After pooling across the n1 serial interval distributions, a sample
of size \(`n1` \times `n2`\) of the joint posterior distribution of the
reproduction number over each time window is obtained. The posterior mean,
standard deviation, and 0.025, 0.05, 0.25, 0.5, 0.75, 0.95, 0.975 quantiles
of the reproduction number for each time window are obtained from this
sample.
method = "si_from_data"Method "si_from_data" allows accounting for uncertainty on the serial
interval distribution. Unlike method "uncertain_si", where we arbitrarily
vary the mean and std of the SI in truncated normal distributions, here, the
scope of serial interval distributions considered is directly informed by
data on the (potentially censored) dates of symptoms of pairs of
infector/infected individuals. This data, specified in argument si_data,
should be a dataframe with 5 columns:
EL: the lower bound of the symptom onset date of the infector (given as
an integer)
ER: the upper bound of the symptom onset date of the infector (given as
an integer).

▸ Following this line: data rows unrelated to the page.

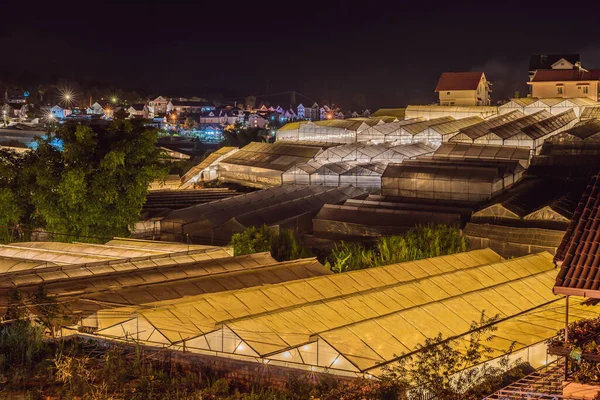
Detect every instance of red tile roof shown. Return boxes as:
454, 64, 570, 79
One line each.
435, 72, 483, 92
554, 174, 600, 298
531, 69, 600, 82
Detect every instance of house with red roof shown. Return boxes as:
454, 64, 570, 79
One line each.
527, 65, 600, 101
435, 72, 492, 106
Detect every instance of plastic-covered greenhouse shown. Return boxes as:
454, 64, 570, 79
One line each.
498, 97, 538, 114
161, 185, 364, 244
0, 242, 331, 318
503, 110, 577, 154
464, 222, 565, 257
282, 161, 323, 185
433, 143, 531, 168
356, 117, 424, 143
473, 179, 578, 223
181, 146, 238, 189
413, 117, 483, 145
85, 249, 600, 376
549, 118, 600, 143
580, 105, 600, 121
450, 110, 524, 145
405, 105, 498, 119
297, 119, 376, 143
340, 162, 387, 190
381, 159, 524, 202
400, 116, 455, 144
310, 161, 353, 187
219, 142, 325, 188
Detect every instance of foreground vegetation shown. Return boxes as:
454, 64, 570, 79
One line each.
0, 315, 530, 400
231, 225, 468, 272
0, 116, 167, 242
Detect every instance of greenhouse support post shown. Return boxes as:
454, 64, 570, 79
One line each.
565, 295, 569, 381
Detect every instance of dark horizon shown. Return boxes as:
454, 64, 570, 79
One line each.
0, 2, 600, 109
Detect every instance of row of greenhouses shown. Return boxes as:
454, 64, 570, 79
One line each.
81, 249, 600, 377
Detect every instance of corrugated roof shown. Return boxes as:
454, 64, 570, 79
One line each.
435, 72, 484, 92
531, 69, 600, 82
554, 174, 600, 298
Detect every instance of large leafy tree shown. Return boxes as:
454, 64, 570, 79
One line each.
21, 115, 166, 241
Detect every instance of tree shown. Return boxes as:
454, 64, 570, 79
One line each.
382, 313, 523, 400
21, 119, 166, 241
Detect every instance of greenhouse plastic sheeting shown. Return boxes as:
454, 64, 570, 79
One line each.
85, 250, 600, 374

Should be such that ER >= EL. If the dates are known exactly
use ER = EL
SL: the lower bound of the symptom onset date of the infected individual
(given as an integer)
SR: the upper bound of the symptom onset date of the infected individual
(given as an integer). Should be such that SR >= SL. If the dates are
known exactly use SR = SL
type (optional): can have entries 0, 1, or 2, corresponding to doubly
interval-censored, single interval-censored or exact observations,
respectively, see Reich et al. Statist. Med. 2009. If not specified, this
will be automatically computed from the dates
Assuming a given parametric distribution for the serial interval distribution
(specified in si_parametric_distr), the posterior distribution of the
serial interval is estimated directly from these data using MCMC methods
implemented in the package coarsedatatools. The argument mcmc_control is a
list of characteristics which control the MCMC. The MCMC is run for a total
number of iterations of mcmc_control$burnin + n1*mcmc_control$thin; but the
output is only recorded after the burnin, and only 1 in every
mcmc_control$thin iterations, so that the posterior sample size is n1.
For each element in the posterior sample of serial interval distribution, we
then draw a sample of size n2 in the posterior distribution of the
reproduction number over each time window, conditionally on this serial
interval distribution. After pooling, a sample of size \(`n1` \times `n2`\)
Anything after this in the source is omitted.